O restaurante! Comida. Conversa. Afixação dos cartazes XL com o logotipo do encontro criado pelo Coriscada. Sobremesa. Passeio até à Figueira com umas 18 máquinas para inspecção do pôr-do-Sol e mais alguma conversa. As horas avançavam e o pessoal começou a quebrar formação de maneira regular e sincronizada. O núcleo duro do Norte rebocou o pessoal de Aveiro até ao seu código postal, não sem antes ter deixado de fazer uma paragem rápida nas obras para deixar sair umas moscas de dentro do escape de origem Aveirense. Ah, e começou a chover.

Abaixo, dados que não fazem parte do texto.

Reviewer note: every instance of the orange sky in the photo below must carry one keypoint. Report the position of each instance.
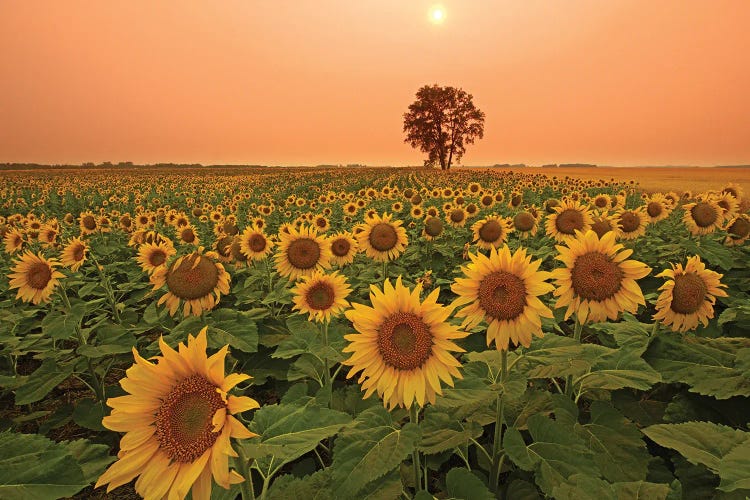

Em plena A29, de noite e a chover, RT decide que tem que verter águas, arranjando para tal efeito uma desculpa completamente esfarrapada que o motor já não trabalhava ou algo parecido. Ao menos o homem escolheu um sítio com uma ponte para nos abrigar e iluminação pública abundante. Isto é que é avariar como um profissional! Hardcore scooterist, props respekt broda. O Bob prontamente sacou da lanterninha e da chave de fendas de carro, e lá deixou sair mais uma mosca do carburador desportivo italiano de meados dos anos 80. Com os mecanismos calibrados, cobriu-se o resto da distância num pulinho e ainda deu para ver o fim da telenovela.

7.12.07

Scooter spotting - lifting de matrícula

Não é todos os dias que se vê uma Vespa com a matrícula por cima do farolim! Esta é uma daquelas edições especiais dos 60 anos da Vespa baseada na LX, não é? Com banco de couro, guiador amaricado e várias outras paneleirices.

Talvez devido a acidente ou avaria, parte da secção traseira que, entre outras funções, suporta a matrícula em posição adequada, desapareceu. O dono desenrascado foi obrigado a fixar a incontornável placa identificadora noutro sítio. "Olha aqui um porta-couves mesmo a jeito! Que se lixe a iluminação obrigatória pelo Código da Estrada."

A alternativa assustadora é o dono ter realizado esta modificação a um veículo com considerável valor de colecção e monetário voluntariamente, por considerá-la esteticamente agradável... Glup! Bate na madeira. É inquestionável o ganho no ângulo de saída: Trial machine!